Based on the complex network theory, we have explored the structural characteristics of the sandstone pore network. The interaction between the microstructure and macroscopic properties of the rock under multiple factors was analyzed, and the main conclusions are as follows: (1)The topological evolution of the sandstone seepage network is the result of the physicochemical properties and the external environment. The scale-free network can reasonably describe the topology of the sandstone seepage network, and all sandstone seepage networks with different porosities satisfy the power-law distribution(2)Removing the ‘hub’ pores increased the average path length of the entire network by 27.63-37.26%, which could not be achieved by randomly removing pores from the rock-pore network.

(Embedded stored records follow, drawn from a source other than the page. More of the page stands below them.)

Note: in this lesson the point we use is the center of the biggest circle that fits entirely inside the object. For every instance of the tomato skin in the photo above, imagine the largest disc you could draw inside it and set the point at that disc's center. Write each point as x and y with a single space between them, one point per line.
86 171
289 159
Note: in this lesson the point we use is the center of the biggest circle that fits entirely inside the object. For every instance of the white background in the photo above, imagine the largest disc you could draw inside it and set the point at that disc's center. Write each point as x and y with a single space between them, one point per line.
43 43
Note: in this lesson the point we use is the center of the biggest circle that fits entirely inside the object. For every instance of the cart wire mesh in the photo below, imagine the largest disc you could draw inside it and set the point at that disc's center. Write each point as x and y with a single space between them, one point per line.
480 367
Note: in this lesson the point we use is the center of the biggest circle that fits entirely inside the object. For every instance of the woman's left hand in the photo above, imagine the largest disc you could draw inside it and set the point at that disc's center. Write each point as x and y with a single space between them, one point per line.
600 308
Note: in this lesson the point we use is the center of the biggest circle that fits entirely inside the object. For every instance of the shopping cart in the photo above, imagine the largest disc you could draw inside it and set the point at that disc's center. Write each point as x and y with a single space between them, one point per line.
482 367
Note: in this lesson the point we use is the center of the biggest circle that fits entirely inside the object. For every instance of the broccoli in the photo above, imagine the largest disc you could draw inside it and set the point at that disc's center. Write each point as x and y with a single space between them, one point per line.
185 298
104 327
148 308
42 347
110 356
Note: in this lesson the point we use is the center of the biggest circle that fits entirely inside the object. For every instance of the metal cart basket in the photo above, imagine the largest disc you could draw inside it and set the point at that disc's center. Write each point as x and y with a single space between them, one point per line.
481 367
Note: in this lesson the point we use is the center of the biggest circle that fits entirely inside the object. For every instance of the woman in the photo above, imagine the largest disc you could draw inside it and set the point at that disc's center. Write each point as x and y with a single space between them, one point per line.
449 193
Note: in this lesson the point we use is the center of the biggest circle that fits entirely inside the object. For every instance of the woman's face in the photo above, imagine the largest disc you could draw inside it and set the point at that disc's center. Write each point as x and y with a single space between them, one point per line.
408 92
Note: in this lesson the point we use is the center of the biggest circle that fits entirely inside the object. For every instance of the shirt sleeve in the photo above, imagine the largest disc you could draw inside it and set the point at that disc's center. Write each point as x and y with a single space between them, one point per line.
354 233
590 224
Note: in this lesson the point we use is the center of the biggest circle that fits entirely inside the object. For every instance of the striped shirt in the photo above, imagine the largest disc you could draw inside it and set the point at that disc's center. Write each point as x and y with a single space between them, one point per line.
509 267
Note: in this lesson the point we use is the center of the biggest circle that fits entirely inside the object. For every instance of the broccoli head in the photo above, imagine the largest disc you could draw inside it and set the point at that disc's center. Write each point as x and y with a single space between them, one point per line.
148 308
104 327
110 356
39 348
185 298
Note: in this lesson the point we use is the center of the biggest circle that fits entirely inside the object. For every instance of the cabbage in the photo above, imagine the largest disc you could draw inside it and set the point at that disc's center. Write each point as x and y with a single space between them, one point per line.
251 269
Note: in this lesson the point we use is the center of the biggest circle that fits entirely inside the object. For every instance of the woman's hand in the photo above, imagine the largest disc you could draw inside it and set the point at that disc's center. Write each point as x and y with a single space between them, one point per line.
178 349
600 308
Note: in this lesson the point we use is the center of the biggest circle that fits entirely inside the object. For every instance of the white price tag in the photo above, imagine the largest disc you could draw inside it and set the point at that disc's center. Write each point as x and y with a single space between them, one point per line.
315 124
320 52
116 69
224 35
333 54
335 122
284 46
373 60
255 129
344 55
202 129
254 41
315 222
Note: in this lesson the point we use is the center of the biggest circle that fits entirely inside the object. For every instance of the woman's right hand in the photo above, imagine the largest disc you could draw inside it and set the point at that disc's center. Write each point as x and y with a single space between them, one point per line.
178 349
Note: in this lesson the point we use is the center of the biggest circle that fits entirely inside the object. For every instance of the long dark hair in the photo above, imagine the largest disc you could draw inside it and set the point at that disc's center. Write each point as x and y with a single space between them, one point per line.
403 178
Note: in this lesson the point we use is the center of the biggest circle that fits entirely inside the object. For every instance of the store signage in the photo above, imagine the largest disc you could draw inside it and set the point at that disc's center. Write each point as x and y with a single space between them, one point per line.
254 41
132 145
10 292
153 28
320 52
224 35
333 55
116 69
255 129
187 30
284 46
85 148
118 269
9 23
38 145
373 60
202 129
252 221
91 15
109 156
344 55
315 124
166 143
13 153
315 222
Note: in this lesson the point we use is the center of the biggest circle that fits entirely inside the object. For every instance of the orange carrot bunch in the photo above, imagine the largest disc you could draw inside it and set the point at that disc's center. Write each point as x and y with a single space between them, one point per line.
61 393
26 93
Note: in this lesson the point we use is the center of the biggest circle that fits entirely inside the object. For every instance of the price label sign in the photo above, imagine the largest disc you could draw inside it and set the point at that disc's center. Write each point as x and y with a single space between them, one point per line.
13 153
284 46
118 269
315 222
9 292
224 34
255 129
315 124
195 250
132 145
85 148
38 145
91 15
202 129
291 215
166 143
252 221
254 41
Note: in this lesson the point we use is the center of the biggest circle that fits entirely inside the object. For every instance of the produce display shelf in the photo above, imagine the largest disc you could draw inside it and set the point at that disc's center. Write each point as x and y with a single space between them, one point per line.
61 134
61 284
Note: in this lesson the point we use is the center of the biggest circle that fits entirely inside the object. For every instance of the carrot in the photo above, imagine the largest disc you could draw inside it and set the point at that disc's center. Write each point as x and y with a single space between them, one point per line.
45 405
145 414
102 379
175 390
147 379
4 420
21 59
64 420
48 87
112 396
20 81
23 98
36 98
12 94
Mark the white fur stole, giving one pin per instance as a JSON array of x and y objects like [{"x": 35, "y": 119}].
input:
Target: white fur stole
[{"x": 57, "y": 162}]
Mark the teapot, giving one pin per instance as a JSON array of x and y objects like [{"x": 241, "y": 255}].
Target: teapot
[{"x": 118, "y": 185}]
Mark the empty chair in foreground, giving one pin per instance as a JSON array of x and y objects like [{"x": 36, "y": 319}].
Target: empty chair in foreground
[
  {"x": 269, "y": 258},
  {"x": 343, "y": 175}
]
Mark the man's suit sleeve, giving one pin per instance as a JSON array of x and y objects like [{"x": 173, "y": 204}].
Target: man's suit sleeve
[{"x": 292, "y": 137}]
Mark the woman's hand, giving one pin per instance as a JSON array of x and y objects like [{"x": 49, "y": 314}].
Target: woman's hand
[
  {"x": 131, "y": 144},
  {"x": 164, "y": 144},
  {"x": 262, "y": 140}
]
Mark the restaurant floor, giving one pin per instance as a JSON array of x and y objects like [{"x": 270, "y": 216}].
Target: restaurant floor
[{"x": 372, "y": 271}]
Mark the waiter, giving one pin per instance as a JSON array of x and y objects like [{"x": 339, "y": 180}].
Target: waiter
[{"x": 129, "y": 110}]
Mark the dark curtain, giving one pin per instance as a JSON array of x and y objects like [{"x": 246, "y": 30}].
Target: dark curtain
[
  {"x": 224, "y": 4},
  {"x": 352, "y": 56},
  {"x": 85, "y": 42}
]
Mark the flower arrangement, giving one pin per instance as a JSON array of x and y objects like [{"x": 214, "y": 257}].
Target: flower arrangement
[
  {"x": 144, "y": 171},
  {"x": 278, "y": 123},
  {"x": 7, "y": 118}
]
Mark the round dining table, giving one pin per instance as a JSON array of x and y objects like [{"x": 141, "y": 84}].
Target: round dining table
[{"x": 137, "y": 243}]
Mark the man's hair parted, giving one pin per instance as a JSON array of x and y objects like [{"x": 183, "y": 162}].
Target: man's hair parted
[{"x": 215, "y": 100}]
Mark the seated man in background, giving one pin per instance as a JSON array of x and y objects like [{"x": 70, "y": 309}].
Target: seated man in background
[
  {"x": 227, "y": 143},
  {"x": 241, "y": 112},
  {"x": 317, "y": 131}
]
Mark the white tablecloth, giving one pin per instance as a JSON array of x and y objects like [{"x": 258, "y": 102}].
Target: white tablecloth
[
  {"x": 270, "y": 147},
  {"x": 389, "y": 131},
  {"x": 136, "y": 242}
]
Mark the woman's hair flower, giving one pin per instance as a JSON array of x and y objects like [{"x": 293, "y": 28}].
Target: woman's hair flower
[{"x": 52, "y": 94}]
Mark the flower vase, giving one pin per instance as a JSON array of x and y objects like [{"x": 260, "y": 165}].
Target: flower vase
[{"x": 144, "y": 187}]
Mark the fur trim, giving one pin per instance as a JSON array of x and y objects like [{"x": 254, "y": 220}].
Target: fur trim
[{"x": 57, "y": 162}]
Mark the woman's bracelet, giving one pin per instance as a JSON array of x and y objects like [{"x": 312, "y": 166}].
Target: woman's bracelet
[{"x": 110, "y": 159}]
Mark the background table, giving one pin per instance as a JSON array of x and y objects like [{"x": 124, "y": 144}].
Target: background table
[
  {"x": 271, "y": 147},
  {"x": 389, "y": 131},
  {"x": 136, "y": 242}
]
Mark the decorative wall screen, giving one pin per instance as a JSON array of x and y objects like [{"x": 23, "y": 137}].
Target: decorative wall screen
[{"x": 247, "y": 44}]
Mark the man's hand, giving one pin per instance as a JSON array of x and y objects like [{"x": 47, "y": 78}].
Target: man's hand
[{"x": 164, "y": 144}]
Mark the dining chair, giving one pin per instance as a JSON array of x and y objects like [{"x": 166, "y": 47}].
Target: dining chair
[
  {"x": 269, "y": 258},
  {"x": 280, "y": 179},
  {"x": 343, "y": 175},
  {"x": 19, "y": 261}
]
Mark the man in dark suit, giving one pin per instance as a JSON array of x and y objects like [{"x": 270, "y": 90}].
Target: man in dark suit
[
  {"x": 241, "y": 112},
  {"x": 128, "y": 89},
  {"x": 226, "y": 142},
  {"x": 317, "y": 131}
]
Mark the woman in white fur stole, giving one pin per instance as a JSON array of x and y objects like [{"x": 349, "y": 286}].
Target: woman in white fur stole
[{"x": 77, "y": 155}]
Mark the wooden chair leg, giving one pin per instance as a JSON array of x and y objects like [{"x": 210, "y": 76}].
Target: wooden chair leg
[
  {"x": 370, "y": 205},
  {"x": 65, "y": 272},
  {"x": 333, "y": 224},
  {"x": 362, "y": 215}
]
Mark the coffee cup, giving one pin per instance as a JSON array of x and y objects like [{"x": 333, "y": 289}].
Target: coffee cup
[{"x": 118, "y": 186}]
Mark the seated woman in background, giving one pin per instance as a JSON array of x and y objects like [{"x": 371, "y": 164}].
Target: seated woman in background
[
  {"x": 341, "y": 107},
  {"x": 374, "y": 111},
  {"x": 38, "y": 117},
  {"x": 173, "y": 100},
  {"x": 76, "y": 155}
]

Consequently, these ‘hub’ pores are essential to the connectivity of the rock seepage network(3)Sandstone seepage networks are highly robust in the face of external attacks, and this result provides a basis for developing a reasonable transport model for complex networks of sandstone seepage and for modelling sandstone seepage processes using the lattice Bertzmann method. The quantitative relationship between the average path length and permeability has not yet been understood, and there is still a long way to go to accurately quantify the rock seepage network

Data Availability

All data included in this study are available upon request by contacting with the corresponding author. The digital cores of Blunt can be found in the website of Imperial College London: http://www.imperial.ac.uk/earth-science/research/research-groups/perm/research/pore-scale-modelling/micro-ct-images-and-networks/.

Conflicts of Interest

The authors declare that there is no conflict of interest regarding the publication of this paper.

Acknowledgments

This work was supported by the Fundamental Research Funds for the Central Universities (Grant No. 2020ZDPYMS02).